Соленое детство в зоне. Том 1. Детство в ГУЛАГе - страница 33



Калякин выскочил из-за стола, заорал, заматерился, выгоняет нас из конторы. Мужики загалдели, заговорили:

– Леонтьевич! Да сжалься над малыми детьми. Пусти их в контору – вон пусть лежат на полатях. Что они – будут нам мешать? Уймись.

Сдался Калякин. Видит – у нас наступил предел терпения. Заматерился:

– В рёбра мать! Оставайся, Углова, чёрт с вами, здесь! Да не мешайте нам работать.

Стали мы жить в конторе – в проходной комнате на полатях. В другой комнате жил армянин – бухгалтер Атоянц Мосес Мосесович с семьёй (жена и сын Ашот), тоже ссыльный. Мы весь день тихонько лежали на полатях, слушали гомон мужиков, глотали клубы табачного дыма, а мать уходила добывать еду. Вечером, когда контора пустела, мы спрыгивали с полатей, оправлялись, растапливали печку, благо дров завозили в контору мужики много.

Из продуктов у нас осталось четверть мешка овса. Поставишь в русскую печь чугунок овсяной кисель варить, сколько не стереги – всё равно сбежит! Почему-то всегда мгновенно выплёскивался кисель! Жалко, подбираешь пальцами с грязной печки его – и в рот! Мать приносила вечером мелкой и гнилой картошки, кожурки, и мы ужинали этим «добром».

А Мосес Мосесович вечером, когда уходили правленцы, наварит ароматной картошки-толчёнки (видно, с молоком и яйцами, а может, даже масло было – больно уж жёлтая она была) и давай тоже ужинать. Наложат они толчёнки в три миски горой, как копна сена, да ещё ложкой пристукают со всех сторон и начинают смаковать! У нас голодные глаза блестят, слюнки текут, в животах судороги.

Но нет – ни разу не угостил нас Мосес Мосесович роскошной толчёнкой! Таковы были те времена – каждый выживал, как мог!


Был уже конец зимы. Мы не выходили на улицу много дней, т. к. окончательно обессилели от постоянного голода. Овёс кончился, мать в отчаянии не знала, что дальше делать.

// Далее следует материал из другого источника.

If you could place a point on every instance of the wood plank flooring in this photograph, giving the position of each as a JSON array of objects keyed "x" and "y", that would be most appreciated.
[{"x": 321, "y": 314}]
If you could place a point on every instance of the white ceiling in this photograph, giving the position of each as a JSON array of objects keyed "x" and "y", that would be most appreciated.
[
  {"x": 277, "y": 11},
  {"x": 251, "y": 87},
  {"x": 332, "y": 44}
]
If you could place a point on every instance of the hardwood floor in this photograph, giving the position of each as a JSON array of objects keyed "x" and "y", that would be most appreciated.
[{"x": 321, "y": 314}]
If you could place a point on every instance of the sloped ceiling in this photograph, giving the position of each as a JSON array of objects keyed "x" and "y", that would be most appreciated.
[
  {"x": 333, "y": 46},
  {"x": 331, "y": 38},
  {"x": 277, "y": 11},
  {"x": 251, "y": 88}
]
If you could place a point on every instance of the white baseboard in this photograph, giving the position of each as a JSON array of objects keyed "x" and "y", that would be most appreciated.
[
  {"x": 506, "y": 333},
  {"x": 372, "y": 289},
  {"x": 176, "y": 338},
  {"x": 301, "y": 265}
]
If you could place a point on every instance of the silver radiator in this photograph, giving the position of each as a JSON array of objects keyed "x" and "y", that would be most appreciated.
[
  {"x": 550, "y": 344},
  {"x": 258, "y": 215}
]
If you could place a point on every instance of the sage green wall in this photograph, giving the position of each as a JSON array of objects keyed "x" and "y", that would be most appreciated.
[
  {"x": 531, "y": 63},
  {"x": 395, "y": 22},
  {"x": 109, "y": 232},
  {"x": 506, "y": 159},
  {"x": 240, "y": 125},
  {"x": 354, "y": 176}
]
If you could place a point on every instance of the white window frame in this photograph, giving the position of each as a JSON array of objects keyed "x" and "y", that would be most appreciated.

Шурка в начале года с месяц походил в школу, а затем бросил. Мы с каждым днём теряли интерес к жизни. Нам надоело плакать, голод приглушил все чувства. Все мысли были только о еде. Какая-то апатия и равнодушие овладели нами. Накрывшись старым материным пальто – в рвани, в лохмотьях, мы целыми сутками не слезали с полатей. Ногти на руках и ногах выросли огромные, все косматые, во вшах – мы медленно угасали. И, наконец, наступил кризис – предел нашего сопротивления и желания жить! Мать, постанывая, утром не смогла подняться больше на ноги и пойти добыть где-нибудь на помойках или около свинарника, телятника, курятника нам что-то съестное.

Прошла неделя, десять дней, две недели, как мы абсолютно ничего не ели. Жёлтые, пухлые, брюзглые, косматые – с длинными ногтями на руках и ногах, как у зверей. Вши открыто ползали толпами по нашим телам, голове, и даже по лицу, но сил их давить у нас уже не было. Мы были уже в бессознательном состоянии.


А жизнь в конторе протекала под нами так же. Щёлкал счётами бухгалтер Мосес Мосесович. По утрам, отправляя мужиков на работы, матерился Иван Калякин. Гудели, курили махру бригадиры, ругались и спорили при распределении быков сибирячки. Никому не было дела до трёх несчастных, замолкших на полатях ссыльных. А, скорее всего, может, и догадывались люди, почему затихли дети. Значит, умирают с матерью. Ну и что – что умирают? Кого этим удивишь, когда ежедневно в деревне вывозили трупы в общие рвы – могилы десятки таких же обездоленных несчастных людей, брошенных на произвол судьбы жестокой властью! А уж сотни китайцев, непонятно за что и почему сосланных в эти двадцать две деревни огромной Пихтовской зоны – первые замёрзли, окоченели и погибли от голода. Что удивительно? Не один из них не осмелился грабить, убивать местных жителей. Они мирно побирались, бродили между деревнями, пытались рыться в снегу и мёрзлой земле, добывая остатки картошки, турнепса и брюквы, ржи и льна. Первое время китайцам кое-что подавали, но ближе к середине зимы сибиряки перестали делиться с ними и они начали умирать. А власть равнодушно взирала на массовую гибель китайцев. Мы были на краю пропасти и, конечно, не догадывались, что сами станем спасителями для одного китайца – дяди Вани Ли, который проживёт в нашей семье не один год.